Hepatozelluläres Karzinom

Leberzentrum

Sprecher:
Prof. Dr. med. Stephan Kersting, MBA

Hepatozelluläres Karzinom

Das hepatozelluläre Karzinom (HCC) entsteht in der Regel in der vorgeschädigten Leber. Risikoerkrankungen sind alle chronischen Lebererkrankungen wie z.B. chronische virale Leberentzündungen, chronischer Alkoholkonsum, Stoffwechselerkrankungen, u.v.a.m.. Bislang ist die Häufigkeit in Asien und den Entwicklungsländern höher als die in Europa oder den USA. Allerdings steigt die Erkrankungshäufigkeit bei uns in den letzten Jahren, so dass ein deutlicher Zuwachs an Erkrankungsfällen zu erwarten ist.

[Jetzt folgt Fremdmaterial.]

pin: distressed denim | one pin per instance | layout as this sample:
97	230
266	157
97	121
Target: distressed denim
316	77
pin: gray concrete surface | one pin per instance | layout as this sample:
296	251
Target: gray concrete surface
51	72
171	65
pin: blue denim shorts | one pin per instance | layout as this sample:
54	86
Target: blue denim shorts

Leider existieren vor allem im Anfangsstadium der Tumorerkrankung keine typischen Symptome, so dass das HCC oft erst in einem späten und kaum therapierbaren Stadium diagnostiziert wird. Die Symptome können von unspezifischen Oberbauchbeschwerden bis hin zu Gelbsucht, Gerinnungsstörungen und Bauchwasser als Zeichen der Leberdekompensation reichen.

Um eine Diagnose so früh wie möglich zu stellen, sollten in allen Risikogruppen, d.h. bei allen Patienten mit chronischen Lebererkankungen, regelmäßige Screeninguntersuchungen durchgeführt werden. Hierfür sind in 6-monatigem Abstand Ultraschalluntersuchungen empfohlen. Bei unklaren oder widersprüchlichen Befunden ist ggf. ein weiteres bildgebendes Verfahren, wie z.B. ein MRT oder ein Kontrastmittelultraschall, durchzuführen. Hier zeigen sich beim HCC oft typische morphologische Zeichen. Bei unklaren Raumforderungen der Leber ist in jedem Fall eine Punktion mit nachfolgender feingeweblicher Beurteilung durchzuführen.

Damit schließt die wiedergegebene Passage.